La poule aux oeufs d'or ne vit pas seulement en studio. Il y en a une devant chaque téléviseur alimenté par câble ou par satellite, prête à donner davantage si on la bouscule un peu. C'est en tout cas l'impression qui se dégage de la nouvelle politique sur les redevances du Conseil de la radiodiffusion et des télécommunications canadiennes (CRTC). Dès que les télés généralistes auront convenu d'un tarif avec les distributeurs, ceux-ci pourront le refiler à leurs abonnés, qui n'auront pas un mot à dire. Ça ne peut pas se passer comme ça.

À force de se plaindre de la diminution de leurs revenus publicitaires, les réseaux privés comme TVA et CTV ont fini par obtenir le même privilège que les chaînes spécialisées: s'asseoir avec les câblodistributeurs et les fournisseurs de services par satellite et négocier des redevances pour leurs signaux. On reconnaît ainsi que leur programmation, qui a toujours été relayée gratuitement, a une valeur. Et, donc, qu'il faut la payer. Le principe se défend... à condition de pousser la logique jusqu'au bout. Le client doit pouvoir acheter les chaînes généralistes qui l'intéressent, comme il le fait avec les spécialisées. Autrement, ça frise l'extorsion.

Imaginez un câblo qui obligerait tous ses abonnés, même ceux qui n'aiment pas les sports ou ne parlent pas anglais, à payer 1$ par mois pour RDS ou CNN. Abusif, non? C'est pourtant ce qui se passera avec V, CTV et les autres réseaux lorsqu'ils se seront entendus sur les redevances. À moins que le réseau ait accepté que son signal soit offert de façon facultative, l'abonné devra payer pour, qu'il le regarde ou non. C'est inadmissible.

Que le CRTC garde ses distances et force les acteurs de l'industrie à s'entendre entre eux, passe encore. Mais il y a des limites à s'en laver les mains. Le Conseil n'a pas le mandat de livrer le consommateur pieds et poings liés aux entreprises. Il aurait dû leur fournir une marge de manoeuvre à eux aussi, en leur permettant de payer seulement pour les réseaux qui les intéressent.
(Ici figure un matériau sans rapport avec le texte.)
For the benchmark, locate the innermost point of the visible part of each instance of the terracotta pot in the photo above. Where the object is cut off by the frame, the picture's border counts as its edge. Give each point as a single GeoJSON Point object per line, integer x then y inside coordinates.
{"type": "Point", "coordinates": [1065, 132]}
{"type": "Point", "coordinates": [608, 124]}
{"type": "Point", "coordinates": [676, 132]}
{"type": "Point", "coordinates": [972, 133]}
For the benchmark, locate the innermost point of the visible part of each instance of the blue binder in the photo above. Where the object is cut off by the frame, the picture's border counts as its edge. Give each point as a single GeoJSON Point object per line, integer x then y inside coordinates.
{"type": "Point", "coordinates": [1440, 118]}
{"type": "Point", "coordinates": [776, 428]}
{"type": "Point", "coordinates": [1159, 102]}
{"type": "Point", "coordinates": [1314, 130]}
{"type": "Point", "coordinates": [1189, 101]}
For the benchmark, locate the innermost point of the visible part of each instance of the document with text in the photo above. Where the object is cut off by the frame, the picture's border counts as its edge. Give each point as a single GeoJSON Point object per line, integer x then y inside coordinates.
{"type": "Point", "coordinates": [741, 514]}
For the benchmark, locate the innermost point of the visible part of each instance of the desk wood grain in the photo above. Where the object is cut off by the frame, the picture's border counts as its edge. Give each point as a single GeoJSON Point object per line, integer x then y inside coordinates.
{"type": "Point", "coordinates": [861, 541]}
Les hausses de prix ne feront pas chuter le nombre d'abonnés, affirme le CRTC. Sans doute, mais ça ne veut pas dire qu'ils les acceptent. Ça montre seulement à quel point ils n'ont pas le choix. Car à moins de s'adonner au piratage, il n'existe pas de solution équivalente au câble ou au satellite. Le web a beau offrir de plus en plus de contenus télé, le téléspectateur n'y trouvera pas nécessairement, ou aussi aisément, ses émissions préférées.

Le CRTC a considéré les abonnés comme un élevage passif, et captif. Son seul souci a été de voir si on pouvait en extraire plus de revenus, sans se demander si la méthode employée était acceptable. Sauf que les consommateurs ne sont pas des poules. Ils sont capables de s'exprimer. Depuis 36 heures, ils répètent le même message sur toutes les tribunes: ne nous forcez pas à payer pour ce qu'on ne veut pas regarder. Ont-ils été entendus?